Il a fait froid ce jour là. Beau mais froid, l’air était comme trop vif, le vent nous prenait de côté pendant la procession.
Il sera content André, de recevoir cette photo. Si elle arrive.
Nous ça allait, on avait les manteaux. Mais la petite je sais qu’elle avait froid. Ses épaules sont un peu trop hautes, comme si elle tentait de rentrer le cou dans sa robe. C’est du coton fin, même si c’est empesé ça ne pèse pas lourd de chaleur. Ses mains sont enfouies dans le blanc .
André a-t-il chaud, lui?
Elle n’a rien dit quand j’ai demandé qu’elle pose. Je crois qu’elle était trop impressionnée, comme empesée elle aussi en même temps que la robe. Peut-être même avait-elle peur, quand la peur nous quittait, nous, pour la première fois depuis longtemps.
Ses lèvres sont pincées dans un sourire timide.
Pendant la cérémonie je la voyais de profil, elle regardait le prêtre mais elle ne le regardait pas, elle avait l’air de s’ennuyer un peu. Elle a souvent cet air, d’être là sans être là. Son corps si pâle, si sage, est comme un gage à nous laissé, pendant qu’elle s’absente. Il n’est pas sûr qu’elle s’absente pour aller quelque part. On ne peut pas dire encore, si c’est une nature.

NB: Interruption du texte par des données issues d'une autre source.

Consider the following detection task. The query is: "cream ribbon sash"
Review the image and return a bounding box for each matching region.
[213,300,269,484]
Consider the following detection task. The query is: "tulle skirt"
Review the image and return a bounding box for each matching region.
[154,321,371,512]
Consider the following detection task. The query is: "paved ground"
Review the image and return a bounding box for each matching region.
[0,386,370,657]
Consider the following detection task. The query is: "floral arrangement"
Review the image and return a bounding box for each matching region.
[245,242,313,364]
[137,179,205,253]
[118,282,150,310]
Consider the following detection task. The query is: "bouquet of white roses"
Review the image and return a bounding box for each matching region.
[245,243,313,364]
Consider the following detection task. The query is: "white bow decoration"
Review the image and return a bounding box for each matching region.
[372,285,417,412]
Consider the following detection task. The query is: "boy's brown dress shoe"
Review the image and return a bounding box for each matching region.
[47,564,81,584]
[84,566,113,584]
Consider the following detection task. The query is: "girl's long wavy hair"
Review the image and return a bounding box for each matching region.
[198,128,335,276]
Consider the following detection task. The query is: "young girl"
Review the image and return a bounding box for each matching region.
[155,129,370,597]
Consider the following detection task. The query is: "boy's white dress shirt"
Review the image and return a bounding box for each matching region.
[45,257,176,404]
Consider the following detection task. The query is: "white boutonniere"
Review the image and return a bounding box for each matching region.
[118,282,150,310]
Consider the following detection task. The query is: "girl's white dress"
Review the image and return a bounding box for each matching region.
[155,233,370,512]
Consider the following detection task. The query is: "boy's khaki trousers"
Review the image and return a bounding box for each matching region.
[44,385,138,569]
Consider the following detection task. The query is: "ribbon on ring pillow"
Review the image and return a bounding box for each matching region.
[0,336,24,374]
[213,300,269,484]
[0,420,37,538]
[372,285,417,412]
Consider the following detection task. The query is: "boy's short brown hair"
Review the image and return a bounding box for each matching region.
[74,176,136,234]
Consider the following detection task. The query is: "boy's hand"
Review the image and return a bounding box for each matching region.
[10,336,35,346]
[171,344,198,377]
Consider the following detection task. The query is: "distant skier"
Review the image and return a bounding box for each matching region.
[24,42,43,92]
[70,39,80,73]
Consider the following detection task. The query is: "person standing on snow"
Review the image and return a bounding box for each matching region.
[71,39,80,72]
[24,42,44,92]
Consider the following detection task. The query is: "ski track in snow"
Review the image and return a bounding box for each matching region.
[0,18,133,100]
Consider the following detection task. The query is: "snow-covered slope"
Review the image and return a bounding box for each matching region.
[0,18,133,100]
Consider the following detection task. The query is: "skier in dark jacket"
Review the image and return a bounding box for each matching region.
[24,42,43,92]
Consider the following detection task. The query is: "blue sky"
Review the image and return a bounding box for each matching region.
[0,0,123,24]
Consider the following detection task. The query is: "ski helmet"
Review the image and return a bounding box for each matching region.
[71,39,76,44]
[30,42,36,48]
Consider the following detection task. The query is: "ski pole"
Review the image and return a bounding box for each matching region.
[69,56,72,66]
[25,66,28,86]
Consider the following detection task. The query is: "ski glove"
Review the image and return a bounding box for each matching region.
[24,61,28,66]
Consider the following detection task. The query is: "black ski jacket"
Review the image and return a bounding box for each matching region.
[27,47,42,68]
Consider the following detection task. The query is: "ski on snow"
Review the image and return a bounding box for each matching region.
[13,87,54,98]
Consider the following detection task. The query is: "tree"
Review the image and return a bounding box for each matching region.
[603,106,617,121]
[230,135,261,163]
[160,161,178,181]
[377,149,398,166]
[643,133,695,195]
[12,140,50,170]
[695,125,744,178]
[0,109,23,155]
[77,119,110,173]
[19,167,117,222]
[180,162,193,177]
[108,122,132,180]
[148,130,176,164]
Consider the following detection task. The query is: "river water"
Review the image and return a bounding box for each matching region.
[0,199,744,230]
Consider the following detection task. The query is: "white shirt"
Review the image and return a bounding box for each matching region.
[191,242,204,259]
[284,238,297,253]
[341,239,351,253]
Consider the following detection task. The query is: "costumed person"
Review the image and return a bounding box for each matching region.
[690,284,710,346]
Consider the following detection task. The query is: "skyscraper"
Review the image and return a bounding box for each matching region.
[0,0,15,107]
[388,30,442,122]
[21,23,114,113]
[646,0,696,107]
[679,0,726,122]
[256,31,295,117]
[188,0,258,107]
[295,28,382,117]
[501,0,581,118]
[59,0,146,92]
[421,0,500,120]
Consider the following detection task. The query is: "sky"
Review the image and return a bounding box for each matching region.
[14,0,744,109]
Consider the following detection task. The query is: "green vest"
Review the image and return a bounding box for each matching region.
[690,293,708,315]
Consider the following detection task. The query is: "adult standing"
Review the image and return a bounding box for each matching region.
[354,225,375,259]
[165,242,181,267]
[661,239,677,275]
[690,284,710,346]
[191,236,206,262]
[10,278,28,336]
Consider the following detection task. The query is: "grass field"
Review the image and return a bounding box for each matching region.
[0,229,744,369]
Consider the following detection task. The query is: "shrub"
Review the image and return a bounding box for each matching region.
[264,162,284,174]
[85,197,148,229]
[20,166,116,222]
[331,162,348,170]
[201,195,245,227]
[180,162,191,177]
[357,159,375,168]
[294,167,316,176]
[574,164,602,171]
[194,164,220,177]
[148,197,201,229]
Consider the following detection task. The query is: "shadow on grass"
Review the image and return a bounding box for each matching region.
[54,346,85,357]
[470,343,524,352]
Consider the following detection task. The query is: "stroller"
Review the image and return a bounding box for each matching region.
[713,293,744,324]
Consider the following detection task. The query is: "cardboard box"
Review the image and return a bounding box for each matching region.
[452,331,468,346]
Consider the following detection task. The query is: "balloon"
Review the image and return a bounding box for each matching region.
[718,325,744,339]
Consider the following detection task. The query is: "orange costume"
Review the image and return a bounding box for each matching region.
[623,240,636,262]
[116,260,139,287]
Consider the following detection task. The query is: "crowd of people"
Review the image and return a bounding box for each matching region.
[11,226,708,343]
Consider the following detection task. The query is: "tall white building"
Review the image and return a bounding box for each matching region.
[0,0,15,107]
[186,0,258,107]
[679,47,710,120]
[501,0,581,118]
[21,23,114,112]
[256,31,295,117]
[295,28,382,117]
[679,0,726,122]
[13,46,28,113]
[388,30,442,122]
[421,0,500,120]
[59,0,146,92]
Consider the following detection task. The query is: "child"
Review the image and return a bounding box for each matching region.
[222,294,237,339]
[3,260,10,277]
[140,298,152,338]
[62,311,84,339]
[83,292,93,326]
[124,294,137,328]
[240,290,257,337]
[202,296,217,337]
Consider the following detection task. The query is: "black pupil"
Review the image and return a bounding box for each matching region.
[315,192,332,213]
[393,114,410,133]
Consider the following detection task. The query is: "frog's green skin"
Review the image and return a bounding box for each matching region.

Elle ne dit pas, si elle pense à son père. Dix mois qu’il est là-bas.
J’ai pris la photo pour lui, pour qu’il voie sa fille en ce jour, devant la devanture de son café, que j’essaie de faire tourner comme je peux depuis qu’il est prisonnier.
Elle est là, ses deux petits souliers blancs posés sur le pavé, frêles attaches au sol. Elle  penche du même côté que celui où vont l’ombre et le vent. Ce qui la retient et l’encadre,  c’est le rideau blanc de la devanture, ouvrage tendu en protection de pureté, d’occultation. D’ici on ne voit pas que ce ne sont pas des prières qui sont accrochées dessus, mais le tarif des consommations.
Est-ce cela, ce triste hymen sous vitre, qui pourra la retenir, prise qu’elle est dans le dangereux tangage qui menace d’emporter son enfance, et notre monde?